As hard as I try to stay positive about my MS, I have to be honest and say that the last couple of weeks have been a challenge. The problem with something like MS is that symptoms that “normal” people suffer (like my current problem which feels like a pinched nerve), immediately get filed under the blanket heading of “MS Symptoms”. Often this might only be in the eyes of the sufferer but I think it is something to be wary of as it could mean that more malevolent warning signs of other diseases are overlooked.
At this point I need to say that before I was diagnosed with MS when I was living in Australia, I went to see my local GP with what I described as a “pinched nerve”. He saddled up his high horse and explained in a rather patronising tone that there is no such thing as a pinched nerve and attempted to demonstrate the impossibility of doing such a thing. I got a little further by using the word “nerve compression” and saying “the sensation that you get if you imagined that you might have a pinched nerve” but basically the guy was too full of himself to realise he was being a dickhead. Did he expect me to say: “Oh well that’s fine. I’m sorry to have wasted your valuable time with my imaginings”, hand over my money and leave his surgery? It was enough to make me, not just leave his surgery but leave the country!
I have a fairly high pain threshold but whatever it is that feels like it might be a pinched nerve is at its worst when I’m lying down. This makes sleep virtually impossible and sets the MS off into excruciating spasms that I can quite truthfully put on a par with childbirth. And then there’s the medication dilemma. Dosing oneself with muscle relaxants might relieve the spasms a little but will undoubtedly result in muscle weakness and taking strong painkillers increases the fatigue and brain fog which is already an ever-present problem. Up to this point, even though I haven’t been completely pain-free, at least I haven’t felt the need to take much regular medication and I sincerely hope I can return to that happy state of affairs because it’s a never-ending case of trying to figure out the lesser of the two evils.
I’ve joined a few online groups which often post useful information relating to autoimmune diseases like MS and I got an email from one of those groups today. Although the first paragraph might perhaps sound a bit dire there was something in it that really struck a nerve with me (pun completely intended).
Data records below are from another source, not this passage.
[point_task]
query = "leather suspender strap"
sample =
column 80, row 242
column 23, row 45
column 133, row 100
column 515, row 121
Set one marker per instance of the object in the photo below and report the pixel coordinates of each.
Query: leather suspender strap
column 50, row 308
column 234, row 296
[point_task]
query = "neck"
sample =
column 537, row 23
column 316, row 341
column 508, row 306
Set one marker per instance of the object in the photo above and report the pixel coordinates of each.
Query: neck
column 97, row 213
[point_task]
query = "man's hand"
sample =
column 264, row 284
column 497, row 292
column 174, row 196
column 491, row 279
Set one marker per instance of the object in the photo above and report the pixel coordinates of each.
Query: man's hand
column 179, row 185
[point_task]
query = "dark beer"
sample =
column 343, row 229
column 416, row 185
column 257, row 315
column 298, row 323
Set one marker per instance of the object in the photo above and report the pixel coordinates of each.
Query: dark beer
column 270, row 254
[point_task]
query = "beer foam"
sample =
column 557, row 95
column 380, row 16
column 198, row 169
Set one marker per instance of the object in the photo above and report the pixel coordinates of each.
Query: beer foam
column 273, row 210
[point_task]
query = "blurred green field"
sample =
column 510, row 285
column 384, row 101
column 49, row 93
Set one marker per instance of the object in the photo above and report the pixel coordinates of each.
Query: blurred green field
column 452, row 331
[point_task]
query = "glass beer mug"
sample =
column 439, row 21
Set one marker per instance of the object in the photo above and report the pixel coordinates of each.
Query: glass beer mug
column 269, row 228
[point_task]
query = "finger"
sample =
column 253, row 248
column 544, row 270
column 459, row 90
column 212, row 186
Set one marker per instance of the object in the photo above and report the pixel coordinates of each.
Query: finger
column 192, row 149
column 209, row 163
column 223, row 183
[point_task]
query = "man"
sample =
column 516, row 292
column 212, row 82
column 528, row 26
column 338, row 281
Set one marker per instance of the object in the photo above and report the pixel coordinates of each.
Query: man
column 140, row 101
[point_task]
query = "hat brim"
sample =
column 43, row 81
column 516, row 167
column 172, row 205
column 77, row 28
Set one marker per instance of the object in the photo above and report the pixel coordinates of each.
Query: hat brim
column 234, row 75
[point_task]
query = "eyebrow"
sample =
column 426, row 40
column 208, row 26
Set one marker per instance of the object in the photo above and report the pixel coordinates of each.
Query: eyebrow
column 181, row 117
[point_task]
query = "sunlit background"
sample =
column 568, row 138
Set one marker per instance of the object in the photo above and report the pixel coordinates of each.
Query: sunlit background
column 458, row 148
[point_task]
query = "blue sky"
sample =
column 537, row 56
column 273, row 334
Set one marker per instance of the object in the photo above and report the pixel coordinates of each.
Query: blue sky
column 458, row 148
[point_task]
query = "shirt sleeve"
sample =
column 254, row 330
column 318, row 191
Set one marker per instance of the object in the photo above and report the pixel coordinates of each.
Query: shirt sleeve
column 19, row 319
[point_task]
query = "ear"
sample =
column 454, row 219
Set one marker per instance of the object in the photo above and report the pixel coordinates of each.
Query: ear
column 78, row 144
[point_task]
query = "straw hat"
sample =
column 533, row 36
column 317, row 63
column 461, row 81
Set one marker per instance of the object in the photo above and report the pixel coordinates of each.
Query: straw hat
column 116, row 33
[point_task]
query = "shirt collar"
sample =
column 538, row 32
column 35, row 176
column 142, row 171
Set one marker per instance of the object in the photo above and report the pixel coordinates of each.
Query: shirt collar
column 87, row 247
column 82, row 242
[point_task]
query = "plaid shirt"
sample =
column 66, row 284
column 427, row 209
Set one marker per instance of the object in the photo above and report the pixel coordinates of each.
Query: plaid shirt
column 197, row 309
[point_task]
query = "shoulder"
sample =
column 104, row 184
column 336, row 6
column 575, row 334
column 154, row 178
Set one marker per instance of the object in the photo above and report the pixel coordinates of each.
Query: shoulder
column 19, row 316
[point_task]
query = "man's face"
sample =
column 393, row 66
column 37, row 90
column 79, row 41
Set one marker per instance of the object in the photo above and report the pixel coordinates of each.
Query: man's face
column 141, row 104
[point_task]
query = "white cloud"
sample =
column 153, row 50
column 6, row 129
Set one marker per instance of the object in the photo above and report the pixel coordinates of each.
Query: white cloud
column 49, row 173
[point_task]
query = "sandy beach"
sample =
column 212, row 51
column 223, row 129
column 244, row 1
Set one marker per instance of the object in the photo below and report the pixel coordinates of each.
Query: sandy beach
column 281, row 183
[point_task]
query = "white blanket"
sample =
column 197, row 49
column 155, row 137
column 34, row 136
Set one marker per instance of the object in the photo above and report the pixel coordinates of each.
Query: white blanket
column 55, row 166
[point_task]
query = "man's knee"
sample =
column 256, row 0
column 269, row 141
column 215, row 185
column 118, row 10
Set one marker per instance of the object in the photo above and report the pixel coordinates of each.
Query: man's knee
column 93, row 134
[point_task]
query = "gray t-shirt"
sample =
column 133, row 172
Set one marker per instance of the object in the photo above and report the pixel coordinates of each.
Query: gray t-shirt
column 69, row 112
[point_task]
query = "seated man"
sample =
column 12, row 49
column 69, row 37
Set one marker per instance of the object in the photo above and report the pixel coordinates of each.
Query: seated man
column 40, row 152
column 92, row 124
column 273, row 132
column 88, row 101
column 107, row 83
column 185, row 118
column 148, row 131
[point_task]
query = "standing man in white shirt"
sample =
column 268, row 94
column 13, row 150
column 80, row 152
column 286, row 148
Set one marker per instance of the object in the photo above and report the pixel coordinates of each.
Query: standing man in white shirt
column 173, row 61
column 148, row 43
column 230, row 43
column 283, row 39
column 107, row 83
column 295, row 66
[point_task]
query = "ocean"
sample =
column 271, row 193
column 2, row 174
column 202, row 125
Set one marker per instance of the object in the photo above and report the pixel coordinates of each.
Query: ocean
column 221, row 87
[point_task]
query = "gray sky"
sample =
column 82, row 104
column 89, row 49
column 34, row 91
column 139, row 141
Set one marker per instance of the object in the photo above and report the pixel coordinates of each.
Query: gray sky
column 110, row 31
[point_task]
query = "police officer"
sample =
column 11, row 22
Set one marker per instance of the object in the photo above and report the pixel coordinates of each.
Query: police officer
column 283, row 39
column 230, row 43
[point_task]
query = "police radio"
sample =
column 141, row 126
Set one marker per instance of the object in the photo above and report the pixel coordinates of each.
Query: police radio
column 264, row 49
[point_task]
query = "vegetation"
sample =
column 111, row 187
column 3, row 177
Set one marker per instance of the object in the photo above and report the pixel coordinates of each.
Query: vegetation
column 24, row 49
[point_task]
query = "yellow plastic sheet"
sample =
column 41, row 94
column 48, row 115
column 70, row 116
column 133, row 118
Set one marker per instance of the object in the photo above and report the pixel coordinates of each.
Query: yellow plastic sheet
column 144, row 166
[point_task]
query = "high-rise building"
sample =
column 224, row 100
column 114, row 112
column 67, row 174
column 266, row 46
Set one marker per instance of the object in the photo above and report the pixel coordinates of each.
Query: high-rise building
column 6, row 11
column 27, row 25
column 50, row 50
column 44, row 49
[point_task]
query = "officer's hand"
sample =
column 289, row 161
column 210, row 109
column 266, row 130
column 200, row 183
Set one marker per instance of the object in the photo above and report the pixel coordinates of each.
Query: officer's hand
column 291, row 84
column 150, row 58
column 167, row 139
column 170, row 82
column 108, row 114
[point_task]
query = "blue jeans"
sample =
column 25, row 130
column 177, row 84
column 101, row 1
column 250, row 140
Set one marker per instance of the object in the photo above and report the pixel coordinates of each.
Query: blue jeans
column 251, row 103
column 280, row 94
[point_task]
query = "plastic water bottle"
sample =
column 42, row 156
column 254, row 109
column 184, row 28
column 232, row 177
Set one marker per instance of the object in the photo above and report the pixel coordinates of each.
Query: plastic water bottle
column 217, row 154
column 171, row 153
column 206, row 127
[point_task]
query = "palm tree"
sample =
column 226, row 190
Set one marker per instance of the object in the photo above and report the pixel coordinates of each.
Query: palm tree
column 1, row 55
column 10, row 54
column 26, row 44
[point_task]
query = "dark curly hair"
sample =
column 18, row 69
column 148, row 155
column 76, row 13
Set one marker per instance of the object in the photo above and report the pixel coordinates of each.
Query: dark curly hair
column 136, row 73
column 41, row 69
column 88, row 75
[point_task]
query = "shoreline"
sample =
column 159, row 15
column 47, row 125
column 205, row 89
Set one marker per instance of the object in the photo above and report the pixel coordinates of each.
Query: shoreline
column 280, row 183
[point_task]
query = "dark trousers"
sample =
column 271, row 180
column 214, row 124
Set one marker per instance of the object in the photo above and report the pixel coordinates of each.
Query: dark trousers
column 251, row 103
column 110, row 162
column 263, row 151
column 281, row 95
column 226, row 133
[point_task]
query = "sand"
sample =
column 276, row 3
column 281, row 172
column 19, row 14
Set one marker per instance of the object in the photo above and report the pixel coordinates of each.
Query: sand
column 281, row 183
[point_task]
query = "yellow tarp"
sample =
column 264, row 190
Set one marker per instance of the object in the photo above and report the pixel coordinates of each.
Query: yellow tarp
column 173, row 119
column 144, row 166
I’m paraphrasing a bit, but this is the general gist:
Autoimmune diseases are silent, deadly diseases that strike at the heart of the human experience. They weaken morale, threaten hope, steal dreams. They leave youthful spirits wasting away in bodies that forbid aspiration. They mercilessly attack men, women and children. They devastate families.
The reality: we face diseases that are plaguing more lives today than cancer and heart disease combined.
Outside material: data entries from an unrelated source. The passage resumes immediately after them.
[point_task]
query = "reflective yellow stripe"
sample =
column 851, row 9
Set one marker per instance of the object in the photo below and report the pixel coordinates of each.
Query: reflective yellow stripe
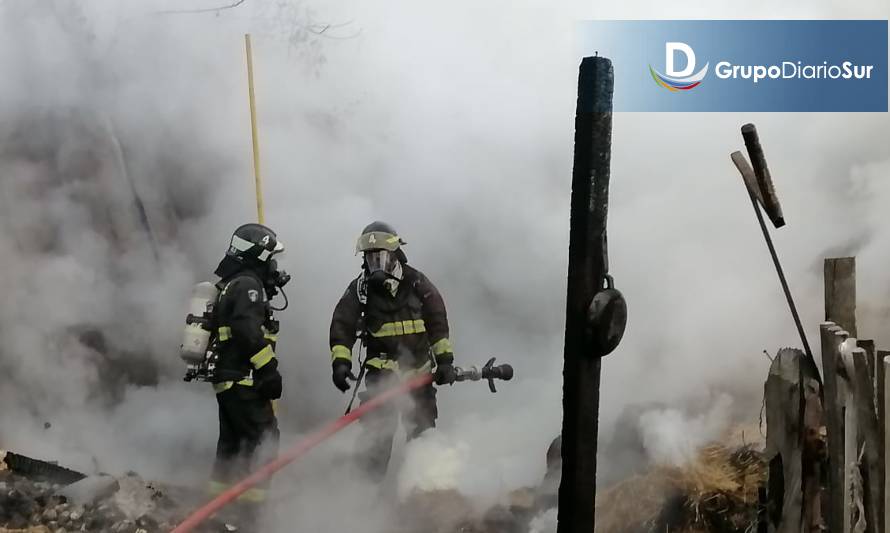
column 226, row 385
column 269, row 335
column 341, row 352
column 388, row 364
column 215, row 488
column 425, row 369
column 404, row 327
column 442, row 347
column 262, row 357
column 382, row 364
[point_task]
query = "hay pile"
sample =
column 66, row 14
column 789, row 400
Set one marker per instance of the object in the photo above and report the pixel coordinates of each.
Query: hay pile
column 715, row 492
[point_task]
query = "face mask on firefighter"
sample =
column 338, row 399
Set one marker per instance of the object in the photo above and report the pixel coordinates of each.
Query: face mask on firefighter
column 383, row 262
column 277, row 278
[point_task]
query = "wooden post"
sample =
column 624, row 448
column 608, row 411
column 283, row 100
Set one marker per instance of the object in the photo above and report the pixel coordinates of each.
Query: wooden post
column 588, row 264
column 793, row 491
column 833, row 503
column 885, row 362
column 868, row 437
column 851, row 427
column 840, row 292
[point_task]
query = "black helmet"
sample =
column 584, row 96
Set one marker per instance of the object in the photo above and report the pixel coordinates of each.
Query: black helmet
column 381, row 236
column 254, row 242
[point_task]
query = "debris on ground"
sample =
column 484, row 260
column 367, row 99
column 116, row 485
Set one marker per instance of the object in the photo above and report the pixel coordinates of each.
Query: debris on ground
column 717, row 491
column 32, row 500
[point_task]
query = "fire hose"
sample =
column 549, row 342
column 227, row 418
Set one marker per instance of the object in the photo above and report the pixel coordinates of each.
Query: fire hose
column 488, row 372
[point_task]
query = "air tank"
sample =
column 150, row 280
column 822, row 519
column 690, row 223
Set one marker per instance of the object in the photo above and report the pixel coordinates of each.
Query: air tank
column 196, row 336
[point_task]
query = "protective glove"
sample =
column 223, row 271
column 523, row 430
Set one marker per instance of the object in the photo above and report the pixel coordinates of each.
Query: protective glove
column 445, row 374
column 267, row 381
column 342, row 372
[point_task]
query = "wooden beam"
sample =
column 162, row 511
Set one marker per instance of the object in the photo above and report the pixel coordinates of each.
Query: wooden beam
column 885, row 363
column 833, row 501
column 840, row 292
column 868, row 437
column 588, row 264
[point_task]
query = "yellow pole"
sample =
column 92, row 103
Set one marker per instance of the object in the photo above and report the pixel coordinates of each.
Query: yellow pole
column 256, row 149
column 256, row 142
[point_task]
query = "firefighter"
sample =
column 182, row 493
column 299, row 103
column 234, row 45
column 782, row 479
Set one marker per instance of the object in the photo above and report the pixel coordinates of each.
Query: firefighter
column 401, row 318
column 246, row 378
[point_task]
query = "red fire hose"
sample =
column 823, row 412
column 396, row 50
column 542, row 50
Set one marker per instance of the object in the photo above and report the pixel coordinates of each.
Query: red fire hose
column 296, row 452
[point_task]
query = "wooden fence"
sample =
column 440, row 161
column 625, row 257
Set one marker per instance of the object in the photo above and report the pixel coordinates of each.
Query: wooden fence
column 826, row 436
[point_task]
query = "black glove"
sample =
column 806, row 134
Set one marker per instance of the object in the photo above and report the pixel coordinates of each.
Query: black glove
column 267, row 381
column 342, row 372
column 445, row 374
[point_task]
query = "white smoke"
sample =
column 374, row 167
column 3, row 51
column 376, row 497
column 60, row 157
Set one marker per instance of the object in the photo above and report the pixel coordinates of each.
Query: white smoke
column 454, row 123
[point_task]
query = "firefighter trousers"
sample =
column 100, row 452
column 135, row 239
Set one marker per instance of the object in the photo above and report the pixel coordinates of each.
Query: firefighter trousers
column 418, row 413
column 248, row 438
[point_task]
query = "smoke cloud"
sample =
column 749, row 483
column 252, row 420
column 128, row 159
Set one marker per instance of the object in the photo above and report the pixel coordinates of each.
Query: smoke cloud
column 453, row 123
Autoimmune diseases have swept the globe and are growing at unprecedented rates. Tens of millions of people worldwide are suffering from autoimmune diseases. And, they’re projected to double within the next 20 years. There are over 130 defined autoimmune conditions today. They include diseases like rheumatoid or reactive arthritis, celiac sprue, skin disorders, hair loss, inflammatory bowel, type 1 diabetes, Hashimoto’s, Graves,’ Addison’s, lupus, Sjögren’s syndrome, degenerative brain diseases, fibromyalgia and many more. It’s no longer a question whether this will affect your life or your loved ones. It is now a question of when.